Other contingent event-based payments received for which payment is either contingent solely upon the passage of time or the results of a collaborative partner’s performance are not considered milestones under ASC 605-28.  In accordance with ASC Topic 605-25, Revenue Recognition — Multiple-Element Arrangements (“ASC 605-25”) , such payments will be recognized as revenue when all of the following criteria are met: persuasive evidence of an arrangement exists; delivery has occurred or services have been rendered; price is fixed or determinable; and collectability is reasonably assured.

 

Revenues recognized for royalty payments, if any, are recognized as earned in accordance with the terms of various research and collaboration agreements.

 

For collaboration agreements with multiple deliverables, we recognize collaboration revenues and expenses by analyzing each element of the agreement to determine if it is to be accounted for as a separate element or single unit of accounting.

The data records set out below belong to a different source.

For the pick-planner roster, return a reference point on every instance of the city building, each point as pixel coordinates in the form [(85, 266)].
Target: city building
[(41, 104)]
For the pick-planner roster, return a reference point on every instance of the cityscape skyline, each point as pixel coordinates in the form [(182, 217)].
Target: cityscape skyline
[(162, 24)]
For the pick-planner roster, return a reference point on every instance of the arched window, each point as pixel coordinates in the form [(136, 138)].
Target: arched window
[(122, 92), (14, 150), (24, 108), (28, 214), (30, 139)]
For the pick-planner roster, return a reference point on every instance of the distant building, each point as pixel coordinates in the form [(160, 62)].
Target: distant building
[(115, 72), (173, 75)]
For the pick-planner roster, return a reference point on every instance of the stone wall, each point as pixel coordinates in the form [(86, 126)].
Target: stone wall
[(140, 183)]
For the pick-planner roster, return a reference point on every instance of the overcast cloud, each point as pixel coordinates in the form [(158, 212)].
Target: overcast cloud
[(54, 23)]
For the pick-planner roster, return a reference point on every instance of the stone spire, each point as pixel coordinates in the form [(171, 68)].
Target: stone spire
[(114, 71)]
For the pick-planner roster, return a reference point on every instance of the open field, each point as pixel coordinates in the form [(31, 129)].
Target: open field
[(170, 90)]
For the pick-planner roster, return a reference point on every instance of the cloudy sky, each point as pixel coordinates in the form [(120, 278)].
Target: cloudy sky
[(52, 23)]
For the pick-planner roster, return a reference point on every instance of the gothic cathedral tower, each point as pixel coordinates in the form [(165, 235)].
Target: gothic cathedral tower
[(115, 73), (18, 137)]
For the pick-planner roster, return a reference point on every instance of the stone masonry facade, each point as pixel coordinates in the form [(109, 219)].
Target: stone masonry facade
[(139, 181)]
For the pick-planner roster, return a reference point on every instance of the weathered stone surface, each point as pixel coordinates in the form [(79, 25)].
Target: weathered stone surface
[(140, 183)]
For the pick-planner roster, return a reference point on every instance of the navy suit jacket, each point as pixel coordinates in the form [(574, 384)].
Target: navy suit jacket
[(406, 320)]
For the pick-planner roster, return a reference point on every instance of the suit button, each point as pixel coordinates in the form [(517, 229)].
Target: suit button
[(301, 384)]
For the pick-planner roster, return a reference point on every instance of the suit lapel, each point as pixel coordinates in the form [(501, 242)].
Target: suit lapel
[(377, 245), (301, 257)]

If an element is to be treated separately for revenue recognition purposes, the revenue recognition principles most appropriate for that element are applied to determine when revenue is to be recognized. If an element is not to be treated separately for revenue recognition purposes, the revenue recognition principles most appropriate for the bundled group of elements are applied to determine when revenue is to be recognized.

 

Cash received in advance of services being performed is recorded as deferred revenue and recognized as revenue as services are performed over the applicable term of the agreement.  In connection with certain research collaboration agreements, revenues are recognized from non-refundable upfront fees, which we do not believe are specifically tied to a separate earnings process, ratably over the term of the agreement.  Research fees are recognized as revenue as the related research activities are performed.

 

With respect to revenues derived from reimbursement of direct out-of-pocket expenses for research costs associated with grants, where we act as a principal, with discretion to choose suppliers, bear credit risk and perform part of the services required in the transaction, we record revenue for the gross amount of the reimbursement. The costs associated with these reimbursements are reflected as a component of research and development expense in the consolidated statements of operations.

 

Research and Development

 

Research and development costs are expensed as incurred and consist primarily of costs associated with clinical trials, compensation, including stock-based compensation, and other expenses related to research and development, including personnel costs, facilities costs and depreciation.

 

When nonrefundable payments for goods or services to be received in the future for use in research and development activities are made, we defer and capitalize these types of payments. The capitalized amounts are expensed when the related goods are delivered or the services are performed.

 

Stock-Based Compensation

 

The FASB authoritative guidance requires that share-based payment transactions with employees be recognized in the financial statements based on their fair value and recognized as compensation expense over the vesting period.  We used the modified prospective method and accordingly we did not restate the results of operations for the prior periods. Compensation expense of $11.8 million, $6.4 million and $2.8 million was recognized in the years ended December 31, 2011, 2010 and 2009, respectively.

 

Stock-based compensation expense is estimated as of the grant date based on the fair value of the award and is recognized as expense over the requisite service period, which generally represents the vesting period. We estimate the fair value of our stock options using the Black-Scholes option-pricing model and the fair value of our stock awards based on the quoted market price of our common stock.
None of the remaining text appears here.